Windows on ARM has been… less than optimal. Whilst it excels as a Surface re-design, with a fancy pen, software compatibility for x86 (32-bit compatible) is passable. Meanwhile, x64 (64-bit compatible) is very much a “work in progress”
Depending on what you run, the Surface Pro X may be a good fit, it may be a very poor fit. Again – it is down to use cases, if you are married to Office applications, or if you go to other vendors (and if they have support for the product), require driver support for items and so on.
Time for a design change?
Whilst there is not a lot you can do with the design of the Surface, there does need to be some movement in its design – be it thinner bezels, an evolution of the ports (another couple of ports would not hurt – as well as evolving past the Surface connector.
And I have plenty of rude things to say about that in my upcoming Surface Dock Review.
Put it like this – unless you have got a reasonably keen eye – it is hard to tell some versions of the Surface Pros apart.

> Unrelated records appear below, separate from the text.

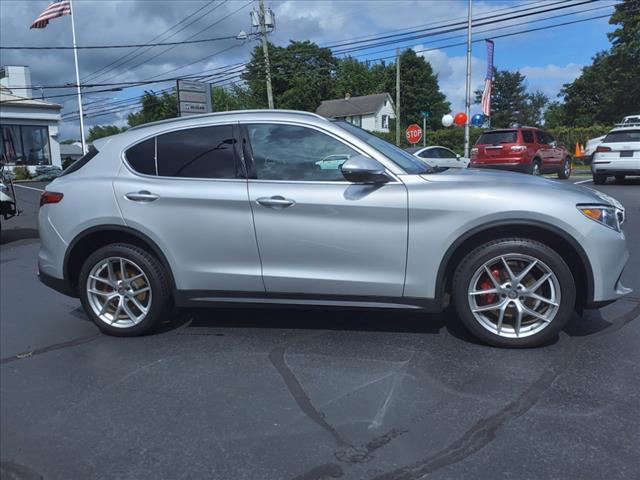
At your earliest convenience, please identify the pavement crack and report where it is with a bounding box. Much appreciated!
[374,305,640,480]
[269,345,351,447]
[0,333,101,365]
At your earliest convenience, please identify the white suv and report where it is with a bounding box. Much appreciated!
[591,122,640,185]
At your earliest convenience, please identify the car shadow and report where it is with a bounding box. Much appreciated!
[172,306,448,334]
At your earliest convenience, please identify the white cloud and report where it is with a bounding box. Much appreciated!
[520,63,583,99]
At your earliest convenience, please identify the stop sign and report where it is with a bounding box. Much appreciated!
[406,123,422,143]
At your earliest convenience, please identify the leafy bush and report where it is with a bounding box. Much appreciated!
[13,165,31,180]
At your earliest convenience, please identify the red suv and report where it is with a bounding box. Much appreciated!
[469,127,571,179]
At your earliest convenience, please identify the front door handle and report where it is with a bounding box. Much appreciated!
[256,195,296,209]
[125,190,160,203]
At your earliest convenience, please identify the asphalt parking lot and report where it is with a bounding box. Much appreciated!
[0,177,640,480]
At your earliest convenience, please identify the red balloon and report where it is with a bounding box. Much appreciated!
[453,112,467,125]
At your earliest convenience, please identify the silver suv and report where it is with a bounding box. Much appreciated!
[38,110,630,347]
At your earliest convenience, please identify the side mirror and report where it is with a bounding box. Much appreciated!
[340,155,389,183]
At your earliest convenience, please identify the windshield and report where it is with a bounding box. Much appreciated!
[603,130,640,143]
[335,121,436,174]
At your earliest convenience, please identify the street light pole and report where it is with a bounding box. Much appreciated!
[396,48,400,146]
[259,0,273,109]
[464,0,472,158]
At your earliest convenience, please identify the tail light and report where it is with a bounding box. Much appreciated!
[40,191,64,207]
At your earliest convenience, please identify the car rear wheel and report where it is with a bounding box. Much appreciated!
[79,244,170,336]
[558,157,571,180]
[529,158,542,177]
[593,173,607,185]
[453,238,576,347]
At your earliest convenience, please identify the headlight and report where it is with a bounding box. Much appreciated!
[578,205,624,232]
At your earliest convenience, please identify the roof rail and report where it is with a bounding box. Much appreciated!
[614,121,640,128]
[128,109,327,131]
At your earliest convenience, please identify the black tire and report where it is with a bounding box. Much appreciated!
[453,238,576,348]
[558,157,571,180]
[593,173,607,185]
[529,158,542,177]
[78,243,172,337]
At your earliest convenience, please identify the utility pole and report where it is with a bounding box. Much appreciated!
[396,48,400,147]
[258,0,274,109]
[464,0,472,158]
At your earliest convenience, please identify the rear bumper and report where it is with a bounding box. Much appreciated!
[469,161,531,173]
[38,267,78,298]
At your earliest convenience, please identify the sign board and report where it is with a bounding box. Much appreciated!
[406,123,422,143]
[177,80,213,117]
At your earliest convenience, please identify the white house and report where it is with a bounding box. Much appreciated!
[316,93,396,133]
[0,67,62,172]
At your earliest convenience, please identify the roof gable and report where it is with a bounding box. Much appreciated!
[316,92,391,118]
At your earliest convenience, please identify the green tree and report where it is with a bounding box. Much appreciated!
[560,0,640,127]
[242,41,336,111]
[211,85,253,112]
[383,49,451,129]
[332,57,381,98]
[127,90,178,127]
[87,125,127,143]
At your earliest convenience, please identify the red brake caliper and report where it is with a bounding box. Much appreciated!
[480,268,500,305]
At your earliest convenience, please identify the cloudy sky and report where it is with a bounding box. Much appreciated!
[0,0,616,138]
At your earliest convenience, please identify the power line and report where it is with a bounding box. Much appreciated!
[85,0,215,80]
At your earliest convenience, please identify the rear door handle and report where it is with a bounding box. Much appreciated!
[125,190,160,203]
[256,195,296,209]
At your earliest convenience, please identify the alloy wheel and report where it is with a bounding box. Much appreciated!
[86,257,152,328]
[467,254,561,338]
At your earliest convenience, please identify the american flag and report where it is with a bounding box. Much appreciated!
[480,40,493,117]
[30,0,71,28]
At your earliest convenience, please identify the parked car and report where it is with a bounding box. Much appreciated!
[0,164,18,225]
[38,110,630,347]
[405,145,469,168]
[591,121,640,185]
[469,127,571,180]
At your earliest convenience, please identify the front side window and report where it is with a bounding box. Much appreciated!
[157,125,243,179]
[0,125,51,165]
[247,123,358,181]
[125,137,157,175]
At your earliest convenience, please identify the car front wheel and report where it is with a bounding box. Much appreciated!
[79,244,170,337]
[453,238,576,347]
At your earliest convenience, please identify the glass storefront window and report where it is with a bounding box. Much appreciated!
[0,125,51,165]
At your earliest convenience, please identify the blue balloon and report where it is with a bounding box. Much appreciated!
[471,113,484,127]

That means if you are buying one on the second-hand market, check the specifications.
As for the thermals – a better thermal solution needs to be in the offing.
Also – removing the batteries is a pain in backside – one thing Microsoft does not do with any of much of the Surface line is any sort of user-repairability.
Which, considering the costs involved, is unwelcome.
To buy or not to buy?
For most people – you will be happy with a Surface Pro (providing you buy a Type Cover too). It provides a good experience, be it on the road, at home or the office.
You are paying for that experience.
The Surface Pro 7 has been partially superseded – with the Surface Pro 7+, which features of all things, a removable SSD for service by your IT Department. Also, 1080p cameras have been installed – which can only be a good thing.
None the less, the Surface Pro line-up offers a form factor that many have tried to copy – and failed most times.
Just remember to specify it correctly when you are purchasing it. Otherwise, you might be stuck with an underperforming machine a lot quicker than you would had planned for.